Women’s March leaders say they’re not stepping down despite calls to do so from critics

Women’s March leaders Linda Sarsour and Tamika Mallory

Women’s March board member Linda Sarsour said via text message Tuesday that she and fellow activist leaders of the movement are not stepping down and the third annual Women’s March will proceed as planned. The march’s founder Teresa Shook wrote a Facebook post Monday asking them to bow out as the organization’s luminaries.

“Bob Bland, Tamika Mallory, Linda Sarsour and Carmen Perez of Women’s March, Inc. have steered the Movement away from its true course,” Shook wrote. “I call for the current co-chairs to step down and to let others lead who can restore faith in the movement and its original intent.”

Shook’s denouncement of Mallory and Sarsour comes after controversy over Mallory’s alleged affiliation with Nation of Islam leader Louis Farrakhan, who recently made anti-Semitic remarks comparing Jewish people to “termites.” Sarsour also has been called anti-Semitic for her support for the boycott, divestment and sanction of Israel due to the country’s human rights abuses against Palestinians.

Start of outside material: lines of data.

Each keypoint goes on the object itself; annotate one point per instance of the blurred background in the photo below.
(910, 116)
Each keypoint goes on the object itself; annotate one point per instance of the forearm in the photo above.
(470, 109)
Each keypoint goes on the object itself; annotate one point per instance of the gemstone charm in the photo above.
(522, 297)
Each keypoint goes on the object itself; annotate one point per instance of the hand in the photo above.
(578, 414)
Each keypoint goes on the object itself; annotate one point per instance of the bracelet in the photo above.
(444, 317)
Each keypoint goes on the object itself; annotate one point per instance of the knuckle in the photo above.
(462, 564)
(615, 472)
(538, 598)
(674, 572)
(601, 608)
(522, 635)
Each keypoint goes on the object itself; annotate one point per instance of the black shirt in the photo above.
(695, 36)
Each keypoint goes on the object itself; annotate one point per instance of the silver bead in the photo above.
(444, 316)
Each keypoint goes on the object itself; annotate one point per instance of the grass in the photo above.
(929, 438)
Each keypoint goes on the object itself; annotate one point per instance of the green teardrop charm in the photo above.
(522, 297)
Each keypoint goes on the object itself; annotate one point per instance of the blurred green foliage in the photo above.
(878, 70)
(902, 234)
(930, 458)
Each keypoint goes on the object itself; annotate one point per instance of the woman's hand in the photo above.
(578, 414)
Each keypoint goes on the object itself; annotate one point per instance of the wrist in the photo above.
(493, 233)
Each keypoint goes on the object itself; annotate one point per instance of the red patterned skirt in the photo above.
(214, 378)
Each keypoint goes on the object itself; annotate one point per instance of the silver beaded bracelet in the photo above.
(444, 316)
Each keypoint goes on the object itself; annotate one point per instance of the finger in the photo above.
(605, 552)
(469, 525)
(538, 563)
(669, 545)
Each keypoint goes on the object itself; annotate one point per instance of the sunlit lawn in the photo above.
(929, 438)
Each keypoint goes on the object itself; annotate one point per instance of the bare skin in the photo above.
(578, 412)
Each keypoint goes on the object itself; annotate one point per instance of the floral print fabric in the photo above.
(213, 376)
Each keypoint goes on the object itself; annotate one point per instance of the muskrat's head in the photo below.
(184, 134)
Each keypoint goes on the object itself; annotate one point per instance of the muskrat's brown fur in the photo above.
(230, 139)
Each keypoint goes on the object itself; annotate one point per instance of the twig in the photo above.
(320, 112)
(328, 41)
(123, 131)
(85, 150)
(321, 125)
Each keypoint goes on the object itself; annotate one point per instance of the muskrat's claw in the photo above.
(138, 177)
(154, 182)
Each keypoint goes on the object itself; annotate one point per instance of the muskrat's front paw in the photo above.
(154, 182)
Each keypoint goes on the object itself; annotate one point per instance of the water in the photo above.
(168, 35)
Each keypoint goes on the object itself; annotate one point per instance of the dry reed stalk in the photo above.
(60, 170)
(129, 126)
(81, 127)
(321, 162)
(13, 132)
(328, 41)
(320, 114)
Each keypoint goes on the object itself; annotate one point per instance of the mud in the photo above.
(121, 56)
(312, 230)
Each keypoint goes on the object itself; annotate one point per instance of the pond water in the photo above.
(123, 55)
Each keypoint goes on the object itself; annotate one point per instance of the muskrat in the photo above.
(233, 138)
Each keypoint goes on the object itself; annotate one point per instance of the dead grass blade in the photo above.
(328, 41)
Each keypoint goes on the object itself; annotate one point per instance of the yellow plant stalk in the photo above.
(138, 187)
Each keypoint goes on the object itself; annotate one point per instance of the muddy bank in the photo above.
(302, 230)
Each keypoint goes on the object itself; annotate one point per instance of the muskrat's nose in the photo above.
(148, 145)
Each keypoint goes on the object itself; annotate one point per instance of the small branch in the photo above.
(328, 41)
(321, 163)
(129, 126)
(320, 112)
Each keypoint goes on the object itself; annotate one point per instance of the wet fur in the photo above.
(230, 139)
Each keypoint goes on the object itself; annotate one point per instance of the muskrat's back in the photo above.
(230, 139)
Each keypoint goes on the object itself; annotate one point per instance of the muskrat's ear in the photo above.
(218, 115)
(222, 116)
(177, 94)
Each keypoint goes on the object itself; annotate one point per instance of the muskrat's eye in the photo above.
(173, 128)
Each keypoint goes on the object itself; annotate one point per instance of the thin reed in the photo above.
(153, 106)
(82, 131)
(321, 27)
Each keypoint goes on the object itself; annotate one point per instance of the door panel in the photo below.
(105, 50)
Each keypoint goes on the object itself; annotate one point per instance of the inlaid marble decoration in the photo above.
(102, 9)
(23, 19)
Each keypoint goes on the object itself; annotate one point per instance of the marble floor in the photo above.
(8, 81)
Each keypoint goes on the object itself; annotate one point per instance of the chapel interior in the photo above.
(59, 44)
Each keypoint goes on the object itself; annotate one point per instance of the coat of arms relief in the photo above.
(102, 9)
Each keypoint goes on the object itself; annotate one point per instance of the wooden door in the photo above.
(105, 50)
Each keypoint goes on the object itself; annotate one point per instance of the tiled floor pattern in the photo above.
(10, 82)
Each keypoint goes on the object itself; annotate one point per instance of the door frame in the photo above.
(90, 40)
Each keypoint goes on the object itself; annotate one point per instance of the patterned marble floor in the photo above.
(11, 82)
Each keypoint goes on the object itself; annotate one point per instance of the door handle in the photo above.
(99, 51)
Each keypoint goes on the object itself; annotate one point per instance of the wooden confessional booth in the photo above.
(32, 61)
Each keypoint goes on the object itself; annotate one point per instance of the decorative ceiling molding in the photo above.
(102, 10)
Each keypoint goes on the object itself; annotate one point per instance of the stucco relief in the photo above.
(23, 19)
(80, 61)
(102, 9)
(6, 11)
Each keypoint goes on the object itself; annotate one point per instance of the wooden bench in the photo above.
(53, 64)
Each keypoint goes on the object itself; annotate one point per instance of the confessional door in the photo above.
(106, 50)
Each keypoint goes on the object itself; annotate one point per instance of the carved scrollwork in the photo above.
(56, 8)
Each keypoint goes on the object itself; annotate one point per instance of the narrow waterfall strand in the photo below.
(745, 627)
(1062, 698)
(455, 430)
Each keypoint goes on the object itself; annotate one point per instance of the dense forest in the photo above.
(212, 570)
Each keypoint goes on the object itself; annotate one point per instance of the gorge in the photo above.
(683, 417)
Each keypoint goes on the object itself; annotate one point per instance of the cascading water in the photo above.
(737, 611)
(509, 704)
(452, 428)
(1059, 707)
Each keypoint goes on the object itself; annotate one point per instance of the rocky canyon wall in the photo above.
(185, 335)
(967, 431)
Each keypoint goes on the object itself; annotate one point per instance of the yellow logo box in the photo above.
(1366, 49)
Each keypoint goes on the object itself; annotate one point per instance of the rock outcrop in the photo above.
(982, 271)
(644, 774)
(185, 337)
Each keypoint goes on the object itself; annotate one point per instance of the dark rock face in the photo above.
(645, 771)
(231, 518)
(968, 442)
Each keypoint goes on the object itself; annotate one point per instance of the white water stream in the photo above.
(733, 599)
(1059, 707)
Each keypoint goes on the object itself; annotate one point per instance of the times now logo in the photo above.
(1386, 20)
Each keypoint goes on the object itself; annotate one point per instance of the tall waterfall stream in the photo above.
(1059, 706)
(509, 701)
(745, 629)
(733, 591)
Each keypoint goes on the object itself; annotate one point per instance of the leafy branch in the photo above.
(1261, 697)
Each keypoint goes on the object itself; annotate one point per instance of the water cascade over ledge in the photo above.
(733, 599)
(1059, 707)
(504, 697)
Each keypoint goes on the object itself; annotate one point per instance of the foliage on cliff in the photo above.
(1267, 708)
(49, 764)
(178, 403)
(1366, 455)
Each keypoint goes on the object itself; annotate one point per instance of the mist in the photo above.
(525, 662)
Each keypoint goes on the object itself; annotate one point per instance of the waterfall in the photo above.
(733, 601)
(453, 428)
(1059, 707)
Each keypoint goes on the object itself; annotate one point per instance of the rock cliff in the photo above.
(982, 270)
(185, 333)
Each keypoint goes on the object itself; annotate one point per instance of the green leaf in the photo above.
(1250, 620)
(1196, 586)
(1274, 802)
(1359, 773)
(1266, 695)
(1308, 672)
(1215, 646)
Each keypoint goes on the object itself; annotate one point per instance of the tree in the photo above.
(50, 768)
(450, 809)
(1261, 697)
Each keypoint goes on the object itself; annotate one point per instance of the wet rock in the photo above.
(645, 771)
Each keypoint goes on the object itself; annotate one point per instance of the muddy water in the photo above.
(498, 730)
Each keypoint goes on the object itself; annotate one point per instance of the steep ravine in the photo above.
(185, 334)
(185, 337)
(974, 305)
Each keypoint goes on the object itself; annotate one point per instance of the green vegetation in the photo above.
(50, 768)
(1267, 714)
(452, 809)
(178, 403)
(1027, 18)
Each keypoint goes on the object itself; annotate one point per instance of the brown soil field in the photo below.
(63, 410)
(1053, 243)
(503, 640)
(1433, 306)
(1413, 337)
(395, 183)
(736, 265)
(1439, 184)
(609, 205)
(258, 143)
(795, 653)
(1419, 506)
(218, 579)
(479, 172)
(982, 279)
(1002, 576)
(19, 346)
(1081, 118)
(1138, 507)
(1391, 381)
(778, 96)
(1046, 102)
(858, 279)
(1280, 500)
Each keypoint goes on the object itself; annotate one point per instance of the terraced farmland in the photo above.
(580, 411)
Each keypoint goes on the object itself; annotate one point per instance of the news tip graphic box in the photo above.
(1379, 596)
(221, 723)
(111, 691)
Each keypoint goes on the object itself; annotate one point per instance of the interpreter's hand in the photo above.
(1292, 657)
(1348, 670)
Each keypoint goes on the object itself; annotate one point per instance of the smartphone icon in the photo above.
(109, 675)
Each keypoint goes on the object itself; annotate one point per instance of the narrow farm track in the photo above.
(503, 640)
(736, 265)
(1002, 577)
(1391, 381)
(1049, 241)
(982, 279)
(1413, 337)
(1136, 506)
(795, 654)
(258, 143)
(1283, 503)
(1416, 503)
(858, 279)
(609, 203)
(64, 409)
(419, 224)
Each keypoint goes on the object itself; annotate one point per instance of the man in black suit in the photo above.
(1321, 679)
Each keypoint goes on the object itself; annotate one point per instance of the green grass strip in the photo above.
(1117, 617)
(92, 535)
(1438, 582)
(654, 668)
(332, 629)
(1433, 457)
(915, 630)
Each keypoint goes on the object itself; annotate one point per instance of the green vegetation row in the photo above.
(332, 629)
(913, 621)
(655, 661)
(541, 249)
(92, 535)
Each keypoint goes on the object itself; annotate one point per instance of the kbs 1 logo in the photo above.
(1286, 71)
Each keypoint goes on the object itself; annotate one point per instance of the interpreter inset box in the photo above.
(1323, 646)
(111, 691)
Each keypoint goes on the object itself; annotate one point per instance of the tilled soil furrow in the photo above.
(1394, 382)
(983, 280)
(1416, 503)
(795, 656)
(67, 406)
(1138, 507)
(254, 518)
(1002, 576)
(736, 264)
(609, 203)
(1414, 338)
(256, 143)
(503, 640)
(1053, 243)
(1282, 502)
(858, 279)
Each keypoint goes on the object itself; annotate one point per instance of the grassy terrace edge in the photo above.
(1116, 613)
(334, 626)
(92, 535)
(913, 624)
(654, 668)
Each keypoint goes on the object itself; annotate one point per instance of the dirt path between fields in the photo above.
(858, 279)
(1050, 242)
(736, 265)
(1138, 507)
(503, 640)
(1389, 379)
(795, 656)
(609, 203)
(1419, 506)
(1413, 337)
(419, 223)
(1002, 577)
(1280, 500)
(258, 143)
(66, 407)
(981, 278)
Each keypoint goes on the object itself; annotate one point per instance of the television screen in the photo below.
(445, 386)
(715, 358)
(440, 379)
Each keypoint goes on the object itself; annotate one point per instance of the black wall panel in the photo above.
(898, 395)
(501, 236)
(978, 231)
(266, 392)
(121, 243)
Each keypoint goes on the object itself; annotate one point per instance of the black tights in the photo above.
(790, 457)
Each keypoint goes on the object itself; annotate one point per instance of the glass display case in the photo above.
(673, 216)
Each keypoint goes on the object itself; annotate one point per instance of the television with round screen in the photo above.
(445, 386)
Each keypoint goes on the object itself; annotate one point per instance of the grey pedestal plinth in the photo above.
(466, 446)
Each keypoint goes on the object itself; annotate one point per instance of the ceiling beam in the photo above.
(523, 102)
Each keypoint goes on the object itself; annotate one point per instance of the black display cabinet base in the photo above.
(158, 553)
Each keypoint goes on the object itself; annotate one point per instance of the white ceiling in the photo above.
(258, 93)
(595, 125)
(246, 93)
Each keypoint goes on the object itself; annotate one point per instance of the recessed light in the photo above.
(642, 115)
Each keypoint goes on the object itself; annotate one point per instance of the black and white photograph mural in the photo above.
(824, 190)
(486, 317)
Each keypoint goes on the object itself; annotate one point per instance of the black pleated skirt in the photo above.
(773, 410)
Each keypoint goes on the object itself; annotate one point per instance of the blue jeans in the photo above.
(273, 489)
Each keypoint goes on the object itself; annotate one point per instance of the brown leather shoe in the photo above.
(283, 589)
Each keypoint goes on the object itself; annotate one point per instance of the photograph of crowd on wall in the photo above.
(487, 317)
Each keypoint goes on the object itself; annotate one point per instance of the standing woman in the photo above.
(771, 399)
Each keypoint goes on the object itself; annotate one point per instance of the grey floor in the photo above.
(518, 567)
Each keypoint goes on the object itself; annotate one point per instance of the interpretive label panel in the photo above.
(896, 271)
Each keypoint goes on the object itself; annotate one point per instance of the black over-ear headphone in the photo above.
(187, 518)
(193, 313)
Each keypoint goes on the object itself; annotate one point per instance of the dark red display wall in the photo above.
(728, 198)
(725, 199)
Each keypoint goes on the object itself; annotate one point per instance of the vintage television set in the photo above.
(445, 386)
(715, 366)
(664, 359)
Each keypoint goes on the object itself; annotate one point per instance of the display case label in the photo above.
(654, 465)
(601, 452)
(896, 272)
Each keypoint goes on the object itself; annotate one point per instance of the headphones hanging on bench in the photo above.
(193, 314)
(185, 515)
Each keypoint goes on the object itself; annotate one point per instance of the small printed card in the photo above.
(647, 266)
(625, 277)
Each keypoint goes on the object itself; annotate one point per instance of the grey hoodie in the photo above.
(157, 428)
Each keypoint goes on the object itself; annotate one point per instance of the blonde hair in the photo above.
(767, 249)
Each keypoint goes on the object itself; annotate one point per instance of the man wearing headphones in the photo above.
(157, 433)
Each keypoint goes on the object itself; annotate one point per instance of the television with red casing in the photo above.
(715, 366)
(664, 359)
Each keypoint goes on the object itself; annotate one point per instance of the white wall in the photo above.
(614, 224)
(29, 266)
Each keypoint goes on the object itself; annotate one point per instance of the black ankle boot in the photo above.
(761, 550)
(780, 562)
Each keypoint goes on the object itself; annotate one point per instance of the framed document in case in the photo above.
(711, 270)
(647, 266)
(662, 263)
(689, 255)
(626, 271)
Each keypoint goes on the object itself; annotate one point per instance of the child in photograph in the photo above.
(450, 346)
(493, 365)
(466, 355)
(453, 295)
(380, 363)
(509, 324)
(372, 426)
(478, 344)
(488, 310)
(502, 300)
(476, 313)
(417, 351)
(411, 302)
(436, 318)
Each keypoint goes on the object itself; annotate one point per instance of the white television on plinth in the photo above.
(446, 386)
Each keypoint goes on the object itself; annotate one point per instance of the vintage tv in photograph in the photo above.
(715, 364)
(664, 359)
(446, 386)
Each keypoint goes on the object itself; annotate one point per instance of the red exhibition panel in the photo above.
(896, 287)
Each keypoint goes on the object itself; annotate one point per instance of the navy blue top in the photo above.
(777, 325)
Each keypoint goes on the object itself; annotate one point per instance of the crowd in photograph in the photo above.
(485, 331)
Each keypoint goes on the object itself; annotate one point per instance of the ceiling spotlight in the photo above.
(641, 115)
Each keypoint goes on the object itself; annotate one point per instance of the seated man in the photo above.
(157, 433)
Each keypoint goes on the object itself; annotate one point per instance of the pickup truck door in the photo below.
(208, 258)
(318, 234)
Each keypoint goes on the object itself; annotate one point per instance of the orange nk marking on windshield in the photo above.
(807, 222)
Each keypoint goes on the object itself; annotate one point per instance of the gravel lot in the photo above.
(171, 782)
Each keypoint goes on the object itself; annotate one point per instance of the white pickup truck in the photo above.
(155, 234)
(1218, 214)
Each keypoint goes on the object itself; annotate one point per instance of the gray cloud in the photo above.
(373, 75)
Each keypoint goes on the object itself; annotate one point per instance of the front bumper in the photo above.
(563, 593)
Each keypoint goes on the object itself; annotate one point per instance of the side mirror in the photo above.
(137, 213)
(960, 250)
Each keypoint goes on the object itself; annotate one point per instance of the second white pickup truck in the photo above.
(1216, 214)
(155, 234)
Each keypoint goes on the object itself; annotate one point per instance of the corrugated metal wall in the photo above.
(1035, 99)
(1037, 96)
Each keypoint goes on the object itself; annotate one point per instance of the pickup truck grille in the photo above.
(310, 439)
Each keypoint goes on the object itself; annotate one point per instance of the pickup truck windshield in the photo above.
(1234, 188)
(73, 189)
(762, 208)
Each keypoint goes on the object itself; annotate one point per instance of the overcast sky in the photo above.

“The most important thing to know is that Teresa Shook never reached out to us directly,” Sarsour said Tuesday. “We are an imperfect yet powerful, effective movement and we have a commitment to continue this work because marginalized communities are counting on us.”

Sarsour and Mallory have repudiated Farrakhan’s comments about Jews, saying on Nov. 8 that the Women’s March “reject[s] anti-Semitism in all its forms.”

“We recognize the danger of hate rhetoric by public figures,” Women’s March posted on Facebook. “We want to say emphatically that we do not support or endorse statements made by Minister Louis Farrakhan about women, Jewish and LGBTQ communities.”

Mallory first took heat after it was revealed she sat in the audience during a Saviours’ Day speech in February, in which Farrakhan said, “The powerful Jews are my enemy.”

In a lengthy March 7 News One essay, Mallory explained in detail that the Nation of Islam has played an integral role in advancing the black community in the past and that she herself often works with people she doesn’t agree with.

“I was raised in activism and believe that as historically oppressed people, blacks, Jews, Muslims and all people must stand together to fight racism, anti-Semitism and Islamophobia,” Mallory wrote. “I believe that LGBTQAI people are not an abomination or a creation of man, but simply people, and that religion is not to be used as a tool to abuse, divide, harm, bully or intimidate. ... It is impossible for me to agree with every statement or share every viewpoint of the many people who I have worked with or will work with in the future.”

These statements haven’t stopped conservative critics and some Women’s March supporters, including actress Alyssa Milano, from saying Mallory and Sarsour need to sever ties with Farrakhan altogether, something Mallory has been unwilling to do.

Milano recently said she wouldn’t speak at the third Women’s March slated for Jan. 19, if Mallory and Sarsour were still part of it.

“Any time that there is any bigotry or anti-Semitism in that respect, it needs to be called out and addressed,” Milano told the Advocate in October. “I’m disappointed in the leadership of the Women’s March that they haven’t done it adequately. ... Unfortunate that none of them have come forward against him at this point. Or even given a really good reason why to support them.”

Sarsour referred back to a statement the Women’s March posted on its Facebook page on Nov. 8 when asked why she thinks she and Mallory are being criticized for alleged anti-Semitism.

“It’s important to remember that many on the right are thrilled to use any tool they can find to divide and undermine our movement — one that inspired the #WomensWave we saw this week in the midterm elections,” she said.